Andrée que je trompais quand même, sculptant à même le pain de terre, me refusant à empiler des colombins selon les techniques en vigueur. Je n’avais pas l’esprit frondeur, non, disons plutôt que la sculpture, l’appréhension du volume dans sa masse m’attirait dans son immédiateté et que je n’avais cure des méthodes traditionnelles pour créer un pot. Dès qu’elle avait le dos tourné, j’attaquais la terre, creusant sans vergogne tout en respectant une épaisseur constante et un vide d’air nécessaire à une cuisson pérenne. Lorsqu’elle nous dictait des cours sur l’histoire de la céramique, je décorais les marges de mes feuilles de croquis reprenant les documents qu’elle faisait circuler. Elle s’en émouvait, je restais perplexe. En moi une affection grandissante pour ce professeur si particulier s’installa durant ces années. Et je vis combien elle m’appréciait à la façon dont elle défendit mon travail lors de l’examen. Mon choix d’orientation post Bac avait de quoi étonner l’examinateur, du monde des céramistes je passais pour celui des verriers. Opacité contre transparence... quel dilemme !

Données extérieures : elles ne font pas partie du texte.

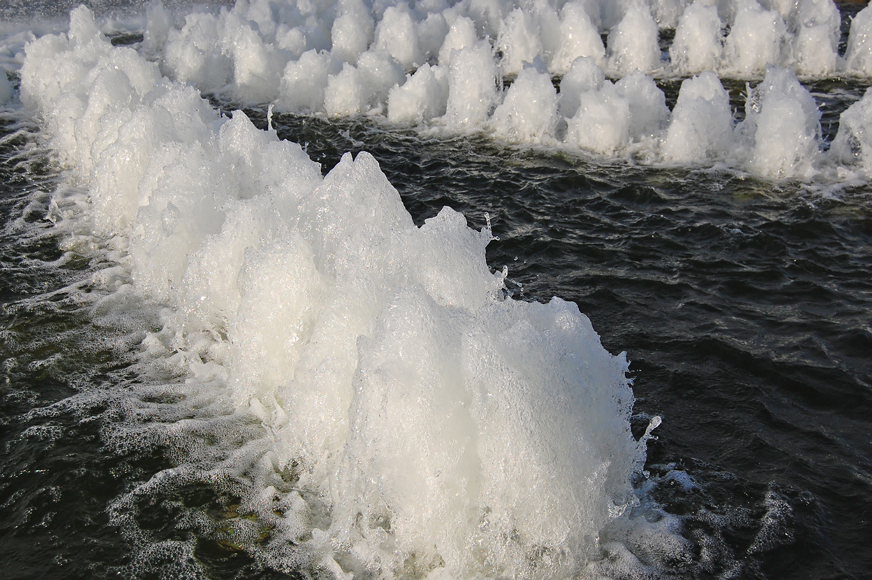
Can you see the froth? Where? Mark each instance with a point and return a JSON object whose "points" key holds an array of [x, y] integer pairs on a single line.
{"points": [[410, 418]]}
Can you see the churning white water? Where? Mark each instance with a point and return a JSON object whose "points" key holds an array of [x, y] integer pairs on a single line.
{"points": [[442, 66], [413, 420], [432, 419]]}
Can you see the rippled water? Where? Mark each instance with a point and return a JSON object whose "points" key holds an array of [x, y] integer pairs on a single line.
{"points": [[745, 308]]}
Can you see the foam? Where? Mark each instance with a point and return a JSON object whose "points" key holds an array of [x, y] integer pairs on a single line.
{"points": [[451, 66], [430, 425], [785, 124], [701, 125], [697, 46]]}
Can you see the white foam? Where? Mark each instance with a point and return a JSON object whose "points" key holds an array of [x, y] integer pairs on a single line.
{"points": [[698, 42], [472, 88], [859, 53], [423, 96], [785, 124], [817, 38], [757, 37], [578, 37], [633, 42], [528, 114], [701, 126], [420, 411], [518, 41], [853, 142], [584, 76]]}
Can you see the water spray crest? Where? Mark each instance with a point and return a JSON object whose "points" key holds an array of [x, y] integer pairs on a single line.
{"points": [[414, 419]]}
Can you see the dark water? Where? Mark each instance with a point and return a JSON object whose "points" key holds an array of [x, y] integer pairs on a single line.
{"points": [[745, 308]]}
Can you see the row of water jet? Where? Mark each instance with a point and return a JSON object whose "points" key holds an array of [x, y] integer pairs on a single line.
{"points": [[253, 43], [414, 421], [441, 66]]}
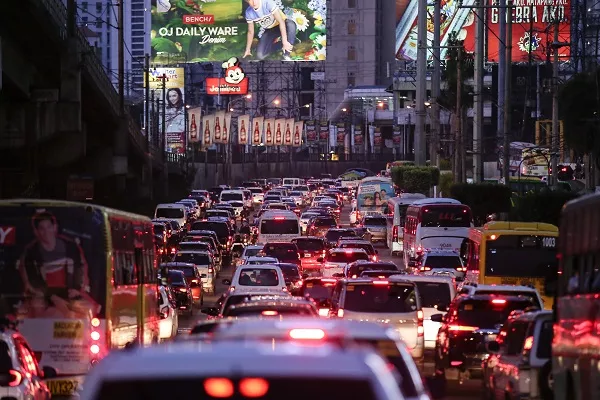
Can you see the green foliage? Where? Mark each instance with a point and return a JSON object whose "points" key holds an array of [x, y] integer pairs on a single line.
{"points": [[540, 206], [483, 199]]}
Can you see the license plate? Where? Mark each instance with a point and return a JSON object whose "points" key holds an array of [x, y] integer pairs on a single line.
{"points": [[62, 387]]}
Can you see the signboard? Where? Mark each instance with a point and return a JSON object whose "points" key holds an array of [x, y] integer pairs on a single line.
{"points": [[234, 81], [243, 128], [194, 121], [212, 30], [257, 130]]}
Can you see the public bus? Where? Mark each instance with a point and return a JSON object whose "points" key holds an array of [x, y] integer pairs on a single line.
{"points": [[79, 280], [513, 253], [435, 224], [372, 195], [576, 343]]}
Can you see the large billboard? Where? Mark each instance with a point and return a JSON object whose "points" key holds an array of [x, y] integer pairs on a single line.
{"points": [[215, 30], [531, 18]]}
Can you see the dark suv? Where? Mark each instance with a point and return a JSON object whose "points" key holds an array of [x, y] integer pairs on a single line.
{"points": [[470, 323]]}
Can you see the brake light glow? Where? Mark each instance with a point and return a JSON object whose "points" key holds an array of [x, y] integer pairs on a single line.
{"points": [[461, 328], [307, 333]]}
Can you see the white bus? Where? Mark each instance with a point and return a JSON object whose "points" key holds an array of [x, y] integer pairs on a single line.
{"points": [[435, 224], [278, 226], [372, 196], [396, 215]]}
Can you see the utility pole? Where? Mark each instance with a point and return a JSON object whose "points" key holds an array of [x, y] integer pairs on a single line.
{"points": [[420, 139], [435, 84], [507, 90], [478, 95]]}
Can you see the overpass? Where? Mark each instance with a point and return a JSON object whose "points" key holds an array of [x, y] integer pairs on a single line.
{"points": [[60, 119]]}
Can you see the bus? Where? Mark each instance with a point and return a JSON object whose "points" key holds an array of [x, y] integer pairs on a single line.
{"points": [[576, 343], [79, 280], [396, 215], [513, 253], [435, 224], [372, 196]]}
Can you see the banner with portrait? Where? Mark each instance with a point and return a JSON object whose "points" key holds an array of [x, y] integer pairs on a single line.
{"points": [[226, 136], [257, 130], [243, 128], [289, 127], [194, 122], [53, 278], [279, 130], [208, 125], [311, 131], [270, 132], [297, 137]]}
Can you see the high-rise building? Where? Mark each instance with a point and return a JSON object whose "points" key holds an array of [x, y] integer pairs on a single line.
{"points": [[98, 19]]}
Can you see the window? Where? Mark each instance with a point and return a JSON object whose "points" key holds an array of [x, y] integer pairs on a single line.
{"points": [[351, 27], [351, 53]]}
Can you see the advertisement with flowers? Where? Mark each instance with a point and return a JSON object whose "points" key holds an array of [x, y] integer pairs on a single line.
{"points": [[215, 30]]}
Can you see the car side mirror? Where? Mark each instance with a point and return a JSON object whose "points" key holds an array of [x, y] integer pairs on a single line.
{"points": [[437, 317], [492, 347], [49, 372]]}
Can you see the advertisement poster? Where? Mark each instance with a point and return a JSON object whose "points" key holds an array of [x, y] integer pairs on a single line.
{"points": [[341, 133], [324, 132], [257, 131], [214, 30], [269, 133], [243, 127], [226, 135], [289, 127], [298, 127], [397, 135], [194, 120], [53, 279], [359, 138], [208, 124], [279, 130], [311, 132]]}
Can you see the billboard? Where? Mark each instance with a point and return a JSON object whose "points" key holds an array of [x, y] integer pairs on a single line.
{"points": [[531, 20], [213, 30]]}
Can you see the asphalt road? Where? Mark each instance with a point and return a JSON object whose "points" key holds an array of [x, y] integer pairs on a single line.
{"points": [[470, 390]]}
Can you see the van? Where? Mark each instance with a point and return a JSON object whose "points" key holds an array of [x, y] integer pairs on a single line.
{"points": [[172, 211]]}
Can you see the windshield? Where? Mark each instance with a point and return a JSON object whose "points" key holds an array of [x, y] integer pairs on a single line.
{"points": [[443, 262], [169, 213], [258, 277], [446, 216], [434, 294], [375, 222], [232, 196], [309, 244], [193, 258], [392, 298], [485, 314], [279, 227]]}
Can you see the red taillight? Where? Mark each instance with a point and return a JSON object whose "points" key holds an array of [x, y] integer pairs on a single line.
{"points": [[462, 328]]}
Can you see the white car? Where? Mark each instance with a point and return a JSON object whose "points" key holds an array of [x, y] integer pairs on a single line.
{"points": [[192, 369], [169, 318], [257, 278], [20, 375]]}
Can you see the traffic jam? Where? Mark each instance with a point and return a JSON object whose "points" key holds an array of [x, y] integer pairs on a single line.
{"points": [[293, 288]]}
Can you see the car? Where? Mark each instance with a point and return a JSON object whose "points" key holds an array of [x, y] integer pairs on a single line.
{"points": [[385, 340], [470, 322], [21, 377], [250, 369], [336, 260], [257, 278], [391, 301], [520, 363]]}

Après les jours d’examen, Andrée m’invita chez elle pour je ne sais plus quel prétexte et je rencontrais son mari. Je découvris en eux ce que je recherchais depuis mon enfance : un couple qui s’aimait et qui se respectait. Un couple sans enfant, sans un mot de trop, avec du rire dans l’intonation lors des désaccords, un couple de gens érudits, curieux de tout, passionnés et vivant leurs centres d’intérêts comme si leur vie en dépendait. Nous fûmes amis immédiatement. Je passais des soirées en leur agréable compagnie durant des années. Leur maison à Paris étant devenu un havre de paix et de charme sans nom pour la gamine affamée que j’étais. Leur habitation leur ressemble, il s’agit d’une des dernières fermes parisiennes (deux petits bâtiments rectangulaires ventrus et trapus se faisant face avec une courette au milieu). Ils avaient réussi l’exploit de repenser et de construire tout l’intérieur, créant ainsi et habitation et double atelier. Nous mangions dans des assiettes en céramique, évidemment, et tout était orienté vers leur amour pour l’Asie, son art subtil et vers le monde de la céramique, bien entendu.

D’eux, j’ai en moi, profondément et à jamais, ancré un amour pour la céramique utilitaire ou purement artistique. Depuis mes années lycée, je me suis dotée peu à peu d’ustensiles ou autres en terre émaillée, je n’ai de cesse que de découvrir et de me laisser emporter par l’émotion face à un objet bien pensé par un céramiste. Je suis exigeante et sans appel dans mon regard, mais lorsque j’achète, j’adopte. Aucune spéculation dans mes achats. De l’amour plutôt.

Si je devais me retrouver un jour face à l’examinateur qu’il fallut convaincre de mon orientation vers le monde des verriers, je lui dirais aujourd’hui que ces deux mondes sont avant tout complémentaires, les deux sont couleur dans un premier temps, et si l’un est plat (vitrail) l’autre est toutes formes confondues et c’est une belle union que de voir les deux accolés !

Andrée, Michel son mari et moi-même sommes toujours amis. Ils furent à leur corps défendant mes parents de substitution. Et aujourd’hui comme hier, c’est leur mort, cette belle salope, que je redoute, tant je les aime, tant je les chéris.

Andrée ? Belle âme parmi le peuple des enseignants, oui... belle âme sur terre.